The glum figures join a sombre parade of recent data, including the highest number of layoffs seen in the first half of a year since 2009 and flat export growth. The overall picture is decidedly grim.
HOW GOVT CAN HELP
External demand is beyond our control. The best way for the Government to help our struggling companies now is on the cost front.
ANZ ECONOMIST NG WEIWEN, noting that this could come in the form of wage support for employers, especially those in the hard-hit oil and gas and wholesale retail trade sectors.
ANZ economist Ng Weiwen said the latest data "reinforces our view that tough times are here to stay for Singapore, with growth running the risk of remaining stuck in low gear".
So, what now?
The Monetary Authority of Singapore has stayed its hand, saying yesterday that it was maintaining its policy of zero appreciation for the Singapore dollar. This is not unexpected, even in the light of the dire numbers that came out yesterday.
First, it is understandable that the MAS would want to save its firepower for even tougher times ahead. Economists expect the central bank to shift its policy stance in April, with the likely move a weakening of Singdollar, making exports cheaper, for instance.

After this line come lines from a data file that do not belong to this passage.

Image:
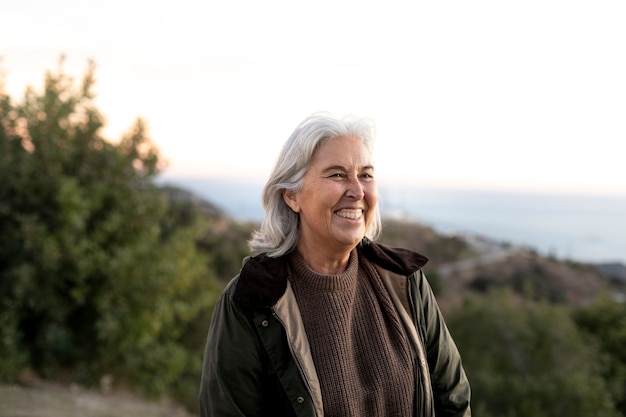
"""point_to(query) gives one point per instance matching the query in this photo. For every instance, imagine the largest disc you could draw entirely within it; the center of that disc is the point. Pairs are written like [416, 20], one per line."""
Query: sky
[513, 95]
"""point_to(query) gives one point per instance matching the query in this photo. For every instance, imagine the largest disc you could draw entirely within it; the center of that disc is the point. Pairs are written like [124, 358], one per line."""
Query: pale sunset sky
[485, 94]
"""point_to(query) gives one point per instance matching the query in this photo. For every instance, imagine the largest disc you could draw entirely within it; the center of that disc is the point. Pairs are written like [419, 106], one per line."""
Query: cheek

Second, it makes sense for the MAS to let current uncertainties settle before making its move. The outcome of the United States election next month, for one thing, is a big question mark for the global economy.
Third, monetary policy is now no longer as effective as it once was. Eight years on from the 2008 financial crisis, global markets are swimming in loose monetary policy - near-zero interest rates, quantitative easing, negative deposit rates, and so on - and yet growth is still stalling in much of the developed world.
Finally, much of the drag on the local economy is a result of weak overseas demand. Some of Singapore's biggest trading partners, such as the European Union, China, Japan and Indonesia, are buying fewer goods and services from us.
What would make sense is for the Government to introduce more fiscal support, perhaps in the form of industry-specific off-Budget measures.
"External demand is beyond our control," said Mr Ng. "The best way for the Government to help our struggling companies now is on the cost front."
This could come in the form of wage support for employers, especially those in the oil and gas and wholesale retail trade sectors, which have been particularly hard-hit in the current slowdown.
Of course, some measures unveiled in the Budget, such as industry transformation road maps that include job creation, are still being progressively rolled out.
These measures, while laudable, will take time to bear fruit.
As Mizuho Bank's head of economics and strategy, Mr Vishnu Varathan, noted in a report yesterday: "The 'bluntness' of (already stretched) monetary policy justifies far more expansionary fiscal stance with sharper relief for corporates."
He said cost containment, such as reduced levies and training or wage support, would likely remain an enduring Budget theme.
But given the slower-for-longer outlook and the fact that many companies are already struggling to stay afloat in these rough waters, it would not come as a big surprise if the Government acts before the next Budget.